There is now very conclusive proof that OS is linked to lung cancer and that the
exogenous and endogenous sources of oxidizing agents play the leading role in
inflammatory responses to the disease. To decrease this injury, the organism reacts
with an intense immune response. However, the inflammatory process causes the
restructuring of physiological events via the replacement of wounded tissue with
scar tissue in most situations, and the perseverance of oxidizing agents in alveolar
microvascular results in chronic swelling, which intensifies ROS/NOS development.

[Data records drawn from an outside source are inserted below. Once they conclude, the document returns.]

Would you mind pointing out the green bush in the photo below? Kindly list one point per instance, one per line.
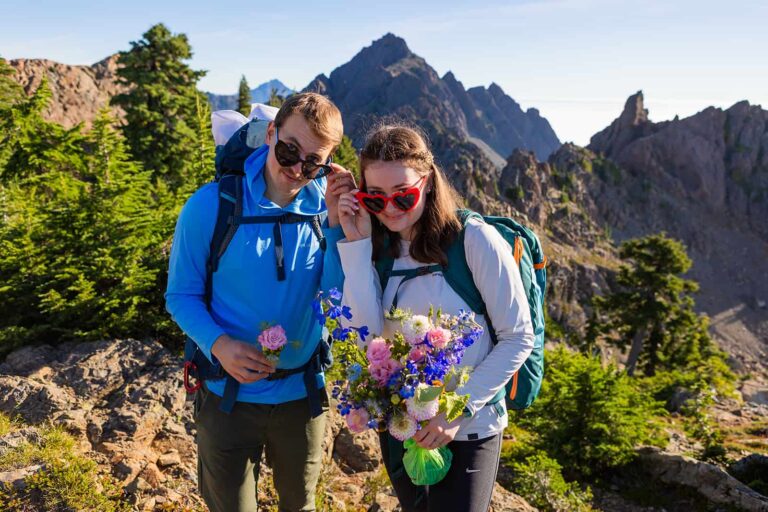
(67, 481)
(540, 481)
(589, 417)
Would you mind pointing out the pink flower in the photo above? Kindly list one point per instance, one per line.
(381, 372)
(417, 354)
(378, 351)
(357, 420)
(402, 427)
(439, 337)
(272, 338)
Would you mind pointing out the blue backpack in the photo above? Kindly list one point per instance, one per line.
(524, 386)
(230, 165)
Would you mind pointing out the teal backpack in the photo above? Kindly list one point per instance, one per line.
(524, 386)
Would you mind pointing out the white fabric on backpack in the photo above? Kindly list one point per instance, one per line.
(224, 123)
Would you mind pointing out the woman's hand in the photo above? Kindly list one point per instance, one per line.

High ROS/RNS levels lead to preneoplastic DNA alterations and stimulus of the
growth hormone, which results in cancerous evolutions. It is the most significant risk
factors for lung cancer and OS events. Smoking cigarettes is not only in itself a vital
cause of exogenous oxidative stress, but it also causes long-lasting infection in the
lung tissue, which subsidizes to improve ROS and RNS concentration. Increased
understanding of ROS/RNS in lung cancers can result in new strategies in preventing
and curing lung cancer. Future research to apprehend the cellular pathways and their
control by different antioxidants of ROS-mediated pathological processes can help
develop new treatment methods for the respective molecular pathways. This chapter
has examined the possible involvement of epigenetics in controlling oxidative stress
reactions at various levels and in different aspects. As shown in the above figures,
they are intimately connected. Eventually, we mentioned the present potential for
targeted epigenetic therapies of genes associated with this disease condition, whether
through pharmacologic or dietary chemical prevention procedures. The current information would show that further studies on epigenetic intervention strategies for
treating oxidative stress diseases are compelling.